'Barrio Grrrl!' playwright relishes chance to write for children


Playwright Quiara Alegria-Hudes (In the Heights) brings her latest work, Barrio Grrrl! to the Children's Theatre Company for a month-long run starting this week. (The production is part of a tour from the Kennedy Center, which produced the original show in 2009). Alegria-Hudes is thrilled to have more audiences see her musical (crafted with Bill Sherman) about 9-year-old Ana, her invisible sidekick Amazing Voice, and her super hero alter ego, Barrio Grrrl.

City Pages: Has the show changed much from its original inception?

Quiara Alegria-Hudes: The character of Barrio Grrrl has been developing in my mind since perhaps as far back as 1998. So flash forward to 2006, when I still felt my little-hero-that-could still hadn't found the perfect outlet. I decided to try writing her into a children's musical, hoping for a wider audience, and I found it. I enlisted Bill Sherman, who is the music director for Sesame Street and The Electric Company, and who I knew through working on In the Heights together. Working on Barrio Grrrl! was like stepping into a 3-D comic book and trying to make it as vivid as possible.

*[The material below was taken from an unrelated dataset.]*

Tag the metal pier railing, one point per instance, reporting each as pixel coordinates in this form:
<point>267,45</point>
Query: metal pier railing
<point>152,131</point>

What were you able to take away from your experience working on In the Heights for this piece?

The work ethic of writing a musical, of working tirelessly to make every joke as vivid as possible, and to button every scene. So, In the Heights gave me a lot of lessons in craft. I think because In the Heights had gone so well, Bill and I felt a freedom to try new things. We just knew the more fun we had writing it, the more fun it would be onstage.

Was there a specific point of inspiration, or did this develop from several sources?

My sister Gabriela was the original inspiration. She's the "barrio" part of the character. She was such an urban kid growing up, whereas I was a total book worm. Her sneakers matched her ponytail holder and she had quite the "miss thang" attitude. She was a real underdog in many ways, though, and it was amazing watching her become tough, and watching her decide not to be a victim though people tried to put her in that seat. I'm the "grrrl" part of Barrio Grrrl. I was a gritty, hands-on activist type growing up. I loved to be involved in local causes and my community. I made the Central High AIDS Quilt. I started a self-published magazine for teenagers. I learned about advocacy from my mother, who worked for American Friends Service Community doing outreach to teens of color around the country.

And I love superheroes as a construct. So I made my own.

Music plays an important role here and also with In the Heights. What are the challenges of bringing music in the mix of the drama?

My first piano lesson was at age 5. My aunt Linda Hudes sat me down at her piano, put on a Champion Jack Dupree vinyl LP, and said, "Play along." I can still remember plunking at each key and desperately searching for the ones that "went" with the music. I'd remember them, and then I'd just play those keys and it sounded good. I went on to study classical piano, Latin jazz piano, and music composition at Yale. I didn't become a playwright until I was an adult. So music is a language I speak with joy and fluency.

Along those same lines, what are the challenges and rewards in writing for a youth or family audience?

I'll tell you the biggest reward: I get to bring my 4-year-old daughter Cecilia to performances with me and she thinks Barrio Grrrl! is the coolest thing in the world. Writing for youth is like saying, "Strip away all pretentiousness. Write from the heart, from the gut, and with energy. Use bold strokes. Paint with big colors." Honestly, I should try to remember that when I write "adult" pieces.